Es bien cierto que cuando uno enarbola discursos en lo público, necesariamente se está expuesto a la crítica. Fuerte es quien la asimila sin más y logra extraerle sus valiosos jugos: aquella verdad que el otro, sea como sea que lo haga, pudiera estar expresando.


No obstante no es menos cierto que uno puede estar tentado a defender su punto de vista a ultranza, sobre todo si uno cree que se tienen buenas razones a favor. O peor aún, a sentirse vulnerado con señalamientos contrarios. Como si la disidencia se tratase de una acción vil o un atrevimiento necio. Desde este tipo de situaciones hasta la ciega agresión, hay una distancia muy pequeña.


La forma es fondo, por eso insistían los antiguos maestros: si lo que dices no es bello, útil o verdadero, ¿para qué decirlo? O poniéndolo en otros términos. Si lo que dices es verdad, ¿por qué no decirlo bellamente y para provecho de los demás?


Esto último es realmente difícil. Pocos son quienes pueden jactarse de hacerlo con dominio. Pero es necesario, e intentarlo garantiza largas y honestas relaciones.


Prestemos atención a la naturaleza bilateral de todo juego comunicativo: más allá de la libre expresión elemental, como mero grito o descarga, yace la posibilidad de hacer contacto significativo entre seres humanos. Es muy cortés y apreciable, si se habla, hacer que el otro escuche plácidamente (o mínimamente, no hacerlo sufrir de forma superflua), así le estemos anunciando un verdadero infierno. Y es muy cortés y apreciable, si se escucha, ser leal a lo más valioso en los dichos del otro, no tropezar donde hemos detectado que él tropieza. Mucho menos permitir que lo más tosco de su mensaje afecte nuestra disposición.

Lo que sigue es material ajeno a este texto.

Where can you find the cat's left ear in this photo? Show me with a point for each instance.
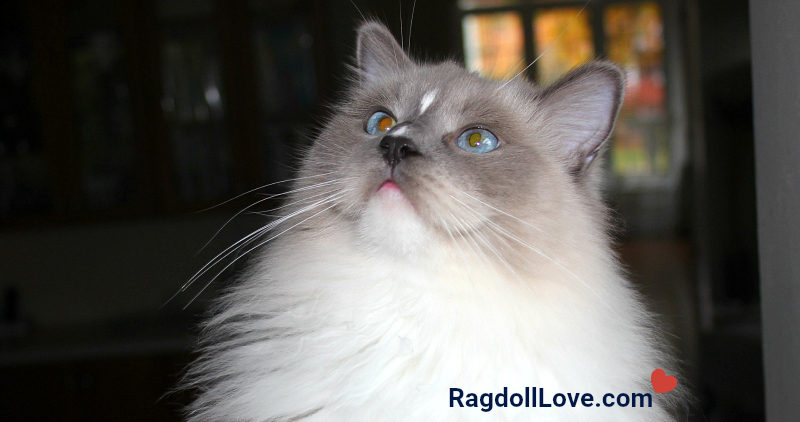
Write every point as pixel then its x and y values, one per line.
pixel 581 109
pixel 377 52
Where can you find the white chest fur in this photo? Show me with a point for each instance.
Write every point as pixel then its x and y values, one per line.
pixel 339 335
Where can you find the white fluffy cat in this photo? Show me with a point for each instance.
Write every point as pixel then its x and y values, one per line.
pixel 446 231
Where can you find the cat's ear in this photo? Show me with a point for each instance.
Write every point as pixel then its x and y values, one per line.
pixel 581 109
pixel 377 52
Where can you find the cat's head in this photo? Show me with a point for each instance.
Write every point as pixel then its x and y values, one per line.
pixel 423 151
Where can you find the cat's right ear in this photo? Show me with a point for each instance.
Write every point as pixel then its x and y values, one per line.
pixel 377 52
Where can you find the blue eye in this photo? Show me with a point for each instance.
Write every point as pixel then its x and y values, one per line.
pixel 477 140
pixel 379 122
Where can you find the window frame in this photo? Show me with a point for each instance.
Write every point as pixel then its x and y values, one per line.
pixel 675 103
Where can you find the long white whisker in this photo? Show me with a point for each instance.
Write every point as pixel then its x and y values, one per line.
pixel 252 249
pixel 222 255
pixel 268 197
pixel 498 210
pixel 262 187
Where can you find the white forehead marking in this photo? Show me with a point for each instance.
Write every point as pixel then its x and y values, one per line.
pixel 427 99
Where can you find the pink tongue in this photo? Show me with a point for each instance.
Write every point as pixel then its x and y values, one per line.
pixel 389 185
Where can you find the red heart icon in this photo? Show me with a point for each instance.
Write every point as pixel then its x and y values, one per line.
pixel 663 383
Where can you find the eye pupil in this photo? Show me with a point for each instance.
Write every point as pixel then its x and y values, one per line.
pixel 385 124
pixel 475 139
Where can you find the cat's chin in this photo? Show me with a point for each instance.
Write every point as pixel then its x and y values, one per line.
pixel 390 221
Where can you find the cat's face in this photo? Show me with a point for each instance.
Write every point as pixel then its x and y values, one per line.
pixel 421 151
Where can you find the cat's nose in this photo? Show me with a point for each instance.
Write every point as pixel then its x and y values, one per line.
pixel 397 148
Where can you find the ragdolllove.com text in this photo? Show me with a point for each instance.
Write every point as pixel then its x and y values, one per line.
pixel 537 397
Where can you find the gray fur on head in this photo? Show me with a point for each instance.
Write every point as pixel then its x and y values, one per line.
pixel 475 271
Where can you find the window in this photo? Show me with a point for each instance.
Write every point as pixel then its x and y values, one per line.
pixel 502 37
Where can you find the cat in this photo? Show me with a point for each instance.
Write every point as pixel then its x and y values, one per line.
pixel 446 232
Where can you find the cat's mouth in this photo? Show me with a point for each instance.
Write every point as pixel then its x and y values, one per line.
pixel 389 185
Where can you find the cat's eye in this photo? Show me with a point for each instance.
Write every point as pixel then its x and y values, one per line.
pixel 477 140
pixel 379 123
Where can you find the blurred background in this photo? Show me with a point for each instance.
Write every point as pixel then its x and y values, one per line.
pixel 121 121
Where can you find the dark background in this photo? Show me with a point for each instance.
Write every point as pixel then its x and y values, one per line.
pixel 106 159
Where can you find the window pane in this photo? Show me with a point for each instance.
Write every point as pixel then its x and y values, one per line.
pixel 102 119
pixel 24 169
pixel 563 39
pixel 494 44
pixel 479 4
pixel 634 39
pixel 193 106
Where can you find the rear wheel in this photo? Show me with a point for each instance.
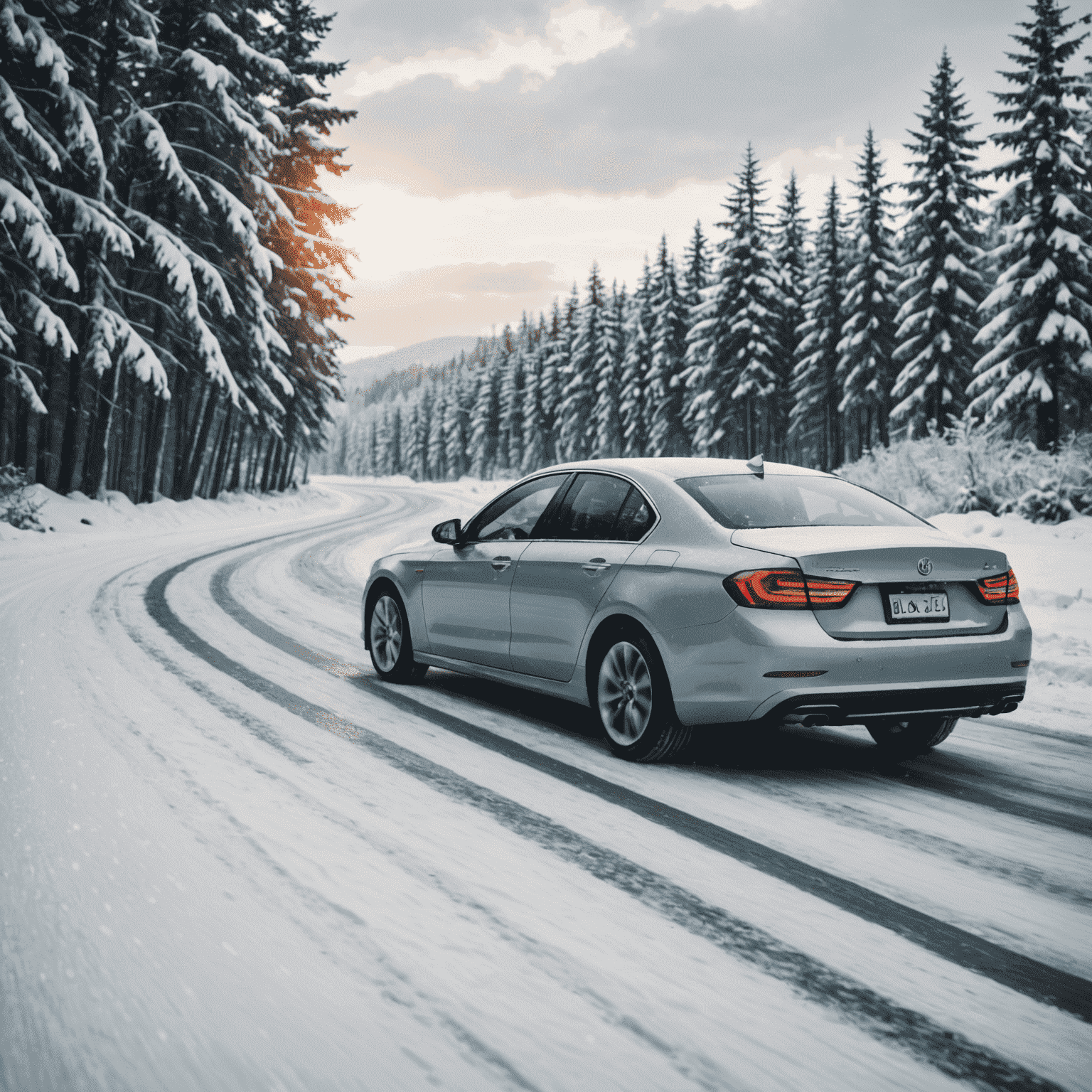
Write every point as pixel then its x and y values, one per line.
pixel 633 700
pixel 389 640
pixel 913 737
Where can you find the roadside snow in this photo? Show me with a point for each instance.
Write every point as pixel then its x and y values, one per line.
pixel 1054 567
pixel 75 520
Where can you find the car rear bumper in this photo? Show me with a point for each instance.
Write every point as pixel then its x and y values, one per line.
pixel 727 672
pixel 886 706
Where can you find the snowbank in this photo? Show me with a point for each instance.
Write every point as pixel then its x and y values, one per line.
pixel 75 519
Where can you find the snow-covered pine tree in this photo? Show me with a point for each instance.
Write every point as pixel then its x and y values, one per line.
pixel 790 247
pixel 1040 331
pixel 578 397
pixel 869 308
pixel 733 343
pixel 305 289
pixel 534 427
pixel 633 409
pixel 54 178
pixel 484 425
pixel 815 423
pixel 941 242
pixel 413 451
pixel 664 391
pixel 611 348
pixel 456 419
pixel 696 267
pixel 510 436
pixel 436 454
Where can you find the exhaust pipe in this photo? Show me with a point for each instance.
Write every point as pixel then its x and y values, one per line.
pixel 806 719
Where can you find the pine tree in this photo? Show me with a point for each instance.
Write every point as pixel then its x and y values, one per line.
pixel 633 407
pixel 484 427
pixel 941 242
pixel 578 397
pixel 437 464
pixel 733 344
pixel 815 423
pixel 790 249
pixel 696 261
pixel 869 309
pixel 1040 331
pixel 606 419
pixel 534 428
pixel 510 444
pixel 456 419
pixel 666 433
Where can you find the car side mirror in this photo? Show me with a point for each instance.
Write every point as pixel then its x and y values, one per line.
pixel 449 533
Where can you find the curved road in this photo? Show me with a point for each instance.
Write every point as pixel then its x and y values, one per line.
pixel 232 859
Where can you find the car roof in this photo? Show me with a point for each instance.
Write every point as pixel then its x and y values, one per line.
pixel 673 469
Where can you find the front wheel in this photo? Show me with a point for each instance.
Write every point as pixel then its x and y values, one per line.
pixel 389 641
pixel 633 701
pixel 913 737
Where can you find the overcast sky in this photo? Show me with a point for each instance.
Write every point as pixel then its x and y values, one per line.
pixel 501 146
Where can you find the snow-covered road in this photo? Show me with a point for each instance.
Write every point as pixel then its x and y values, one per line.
pixel 232 860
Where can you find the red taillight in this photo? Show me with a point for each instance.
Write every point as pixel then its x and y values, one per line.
pixel 788 590
pixel 1000 589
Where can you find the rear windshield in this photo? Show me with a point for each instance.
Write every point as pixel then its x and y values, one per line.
pixel 783 500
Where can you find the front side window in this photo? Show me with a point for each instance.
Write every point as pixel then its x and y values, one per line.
pixel 515 515
pixel 791 500
pixel 593 510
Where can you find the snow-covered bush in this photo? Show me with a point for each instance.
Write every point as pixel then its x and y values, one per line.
pixel 970 470
pixel 18 505
pixel 1045 505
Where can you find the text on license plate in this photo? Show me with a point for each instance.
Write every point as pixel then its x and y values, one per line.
pixel 920 606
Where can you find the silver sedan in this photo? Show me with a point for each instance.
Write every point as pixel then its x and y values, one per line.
pixel 672 593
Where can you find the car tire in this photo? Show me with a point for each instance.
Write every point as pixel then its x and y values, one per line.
pixel 389 639
pixel 913 737
pixel 631 697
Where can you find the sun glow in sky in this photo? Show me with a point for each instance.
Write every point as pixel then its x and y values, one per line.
pixel 503 146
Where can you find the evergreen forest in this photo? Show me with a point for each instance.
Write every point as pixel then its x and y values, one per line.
pixel 961 297
pixel 168 275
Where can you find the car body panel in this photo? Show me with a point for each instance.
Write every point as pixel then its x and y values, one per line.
pixel 557 588
pixel 466 594
pixel 717 653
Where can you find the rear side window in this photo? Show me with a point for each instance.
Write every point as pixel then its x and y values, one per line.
pixel 635 518
pixel 601 508
pixel 790 500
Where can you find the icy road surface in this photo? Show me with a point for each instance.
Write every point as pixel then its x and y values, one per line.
pixel 232 860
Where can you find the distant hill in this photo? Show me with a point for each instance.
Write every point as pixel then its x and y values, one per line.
pixel 436 350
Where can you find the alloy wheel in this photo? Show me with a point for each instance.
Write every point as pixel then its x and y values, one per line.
pixel 625 694
pixel 385 633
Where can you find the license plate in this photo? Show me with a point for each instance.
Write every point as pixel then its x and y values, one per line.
pixel 919 606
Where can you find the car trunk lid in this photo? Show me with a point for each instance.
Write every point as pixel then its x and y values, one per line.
pixel 886 562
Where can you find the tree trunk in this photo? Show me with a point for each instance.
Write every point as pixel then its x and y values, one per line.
pixel 101 491
pixel 58 419
pixel 238 456
pixel 225 444
pixel 200 444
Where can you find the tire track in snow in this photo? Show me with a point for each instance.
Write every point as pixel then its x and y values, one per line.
pixel 1021 973
pixel 949 1051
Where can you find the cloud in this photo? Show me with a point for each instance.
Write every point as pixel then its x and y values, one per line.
pixel 574 34
pixel 466 299
pixel 698 4
pixel 684 101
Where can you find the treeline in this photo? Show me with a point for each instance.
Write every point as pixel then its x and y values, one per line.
pixel 167 274
pixel 809 342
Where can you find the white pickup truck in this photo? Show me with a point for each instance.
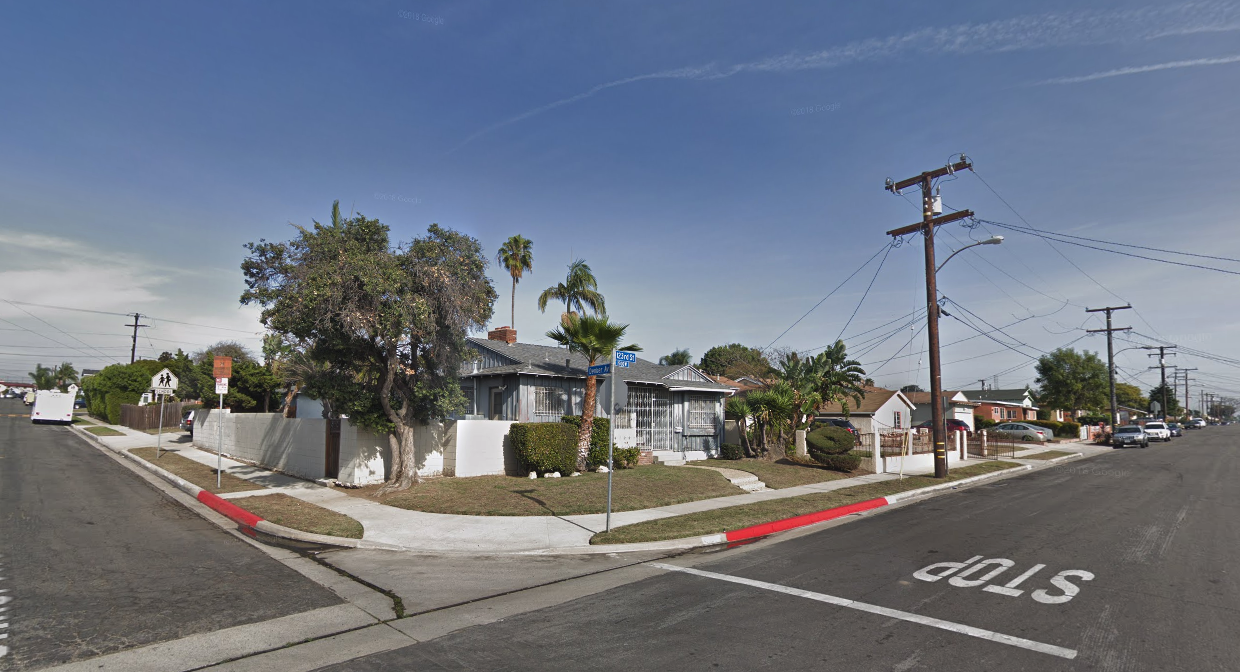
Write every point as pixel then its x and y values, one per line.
pixel 1158 430
pixel 52 406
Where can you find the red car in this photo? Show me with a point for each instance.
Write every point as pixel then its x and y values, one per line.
pixel 952 425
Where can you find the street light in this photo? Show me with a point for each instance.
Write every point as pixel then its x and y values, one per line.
pixel 991 241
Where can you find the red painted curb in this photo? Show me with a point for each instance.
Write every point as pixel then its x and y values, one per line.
pixel 232 511
pixel 801 521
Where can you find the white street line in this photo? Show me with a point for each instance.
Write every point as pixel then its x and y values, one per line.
pixel 882 610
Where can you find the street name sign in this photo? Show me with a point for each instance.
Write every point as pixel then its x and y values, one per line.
pixel 164 382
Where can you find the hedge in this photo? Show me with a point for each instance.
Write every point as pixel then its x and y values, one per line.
pixel 544 446
pixel 621 458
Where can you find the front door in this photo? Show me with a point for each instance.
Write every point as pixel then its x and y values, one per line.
pixel 496 404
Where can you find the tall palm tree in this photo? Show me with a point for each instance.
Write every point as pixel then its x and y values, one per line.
pixel 516 256
pixel 594 337
pixel 578 291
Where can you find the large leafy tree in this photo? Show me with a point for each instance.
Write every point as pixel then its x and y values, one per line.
pixel 734 361
pixel 578 291
pixel 517 257
pixel 595 339
pixel 1071 381
pixel 388 324
pixel 678 357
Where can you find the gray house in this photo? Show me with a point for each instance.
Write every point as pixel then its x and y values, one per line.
pixel 672 408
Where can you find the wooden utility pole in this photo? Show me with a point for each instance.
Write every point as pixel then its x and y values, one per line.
pixel 1110 353
pixel 133 350
pixel 928 225
pixel 1162 366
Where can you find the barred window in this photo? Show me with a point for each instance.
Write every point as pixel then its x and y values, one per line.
pixel 548 401
pixel 702 412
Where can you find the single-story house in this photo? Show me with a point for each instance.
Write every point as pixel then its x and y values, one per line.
pixel 955 406
pixel 879 411
pixel 1005 404
pixel 675 409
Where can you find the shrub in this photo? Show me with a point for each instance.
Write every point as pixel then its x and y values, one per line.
pixel 847 461
pixel 544 446
pixel 828 440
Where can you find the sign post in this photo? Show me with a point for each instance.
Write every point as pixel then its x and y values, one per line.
pixel 222 368
pixel 163 384
pixel 619 360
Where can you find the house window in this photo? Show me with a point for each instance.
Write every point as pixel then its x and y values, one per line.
pixel 548 402
pixel 702 412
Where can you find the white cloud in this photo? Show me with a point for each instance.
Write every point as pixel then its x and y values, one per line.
pixel 1138 70
pixel 1018 34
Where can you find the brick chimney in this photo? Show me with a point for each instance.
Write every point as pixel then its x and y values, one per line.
pixel 505 334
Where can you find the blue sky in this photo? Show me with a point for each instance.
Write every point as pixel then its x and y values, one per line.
pixel 144 143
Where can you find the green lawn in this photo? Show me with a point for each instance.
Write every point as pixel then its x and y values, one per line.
pixel 293 512
pixel 633 489
pixel 1047 455
pixel 196 473
pixel 778 474
pixel 735 517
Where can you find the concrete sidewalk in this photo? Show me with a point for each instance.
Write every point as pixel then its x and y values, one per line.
pixel 478 534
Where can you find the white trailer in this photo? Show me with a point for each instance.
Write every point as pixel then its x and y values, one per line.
pixel 52 406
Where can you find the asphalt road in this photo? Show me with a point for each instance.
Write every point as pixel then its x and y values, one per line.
pixel 1148 539
pixel 93 559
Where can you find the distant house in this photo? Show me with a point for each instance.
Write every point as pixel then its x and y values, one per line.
pixel 1005 404
pixel 956 406
pixel 879 411
pixel 673 408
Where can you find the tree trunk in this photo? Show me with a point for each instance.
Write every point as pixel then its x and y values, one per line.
pixel 583 435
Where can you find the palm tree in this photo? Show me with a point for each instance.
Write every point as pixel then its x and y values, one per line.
pixel 840 378
pixel 678 357
pixel 516 256
pixel 578 291
pixel 594 337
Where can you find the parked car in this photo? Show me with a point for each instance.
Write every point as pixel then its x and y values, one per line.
pixel 1157 429
pixel 837 422
pixel 952 425
pixel 1130 435
pixel 1022 432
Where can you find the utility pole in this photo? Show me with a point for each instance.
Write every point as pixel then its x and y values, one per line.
pixel 1162 366
pixel 1110 353
pixel 928 225
pixel 133 351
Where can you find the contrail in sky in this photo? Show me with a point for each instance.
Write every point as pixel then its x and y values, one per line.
pixel 1138 70
pixel 1018 34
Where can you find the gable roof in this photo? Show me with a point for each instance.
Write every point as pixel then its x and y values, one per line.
pixel 536 360
pixel 874 399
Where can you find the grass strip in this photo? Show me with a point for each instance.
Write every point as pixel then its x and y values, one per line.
pixel 300 515
pixel 640 487
pixel 737 517
pixel 1047 455
pixel 196 473
pixel 778 474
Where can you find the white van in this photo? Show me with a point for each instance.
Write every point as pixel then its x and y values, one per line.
pixel 52 406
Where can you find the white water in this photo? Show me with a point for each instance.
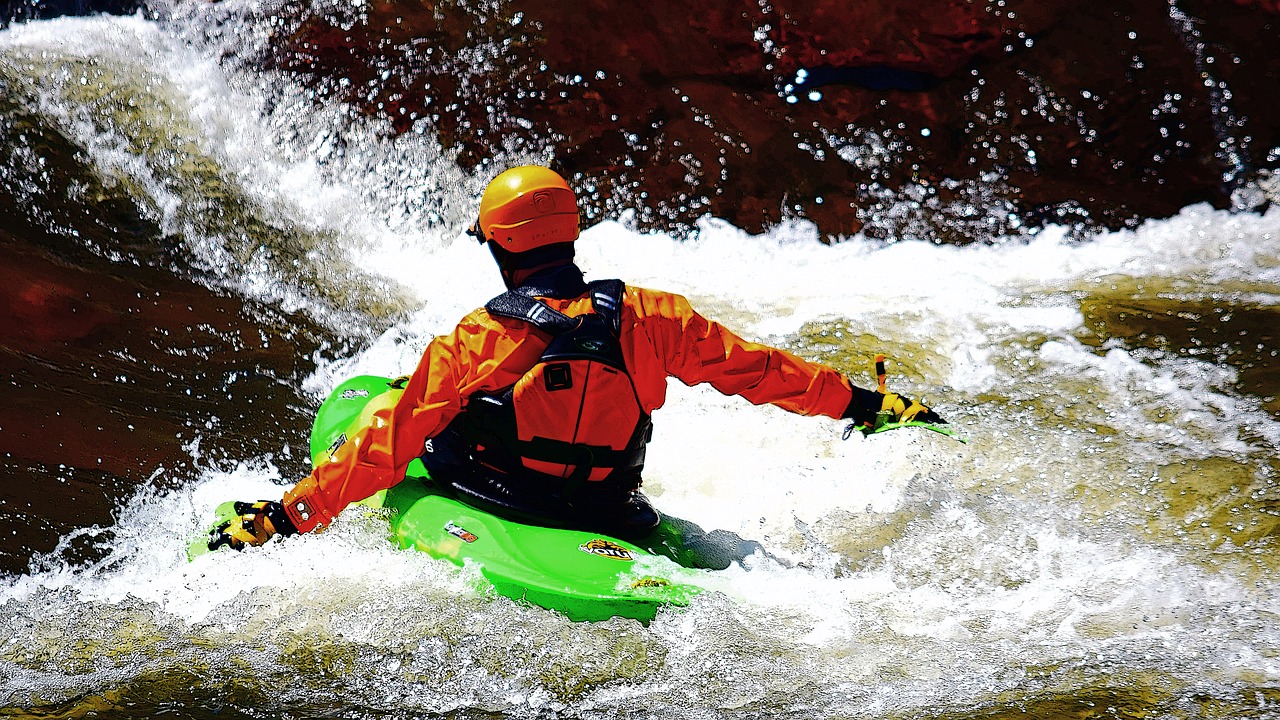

Este buen ánimo es estándar previsible entre los altos espíritus, y si se quiere, una norma de etiqueta para los de un mismo bando. Es la única forma fraterna de hacer fértiles las energías de un conflicto. Quienes no se manejan así, o bien ignoran o malentienden, o bien no son nuestros aliados. En sólo dos de estos tres casos es beneficioso servirse de la paciencia y la instrucción.


La libre expresión no sirve para nada como fin en sí mismo: es como aspirar a desgañitarse en un soliloquio. Hablar sólo tiene sentido si se habla para otro. Un contacto que de preferencia debe ser honesto y en buena lid; cuya libertad recae sí en el que habla, pero también en el que escucha. Una verdad encuentra sus peores venenos tanto en su deficiente enunciación como en su deficiente decodificación.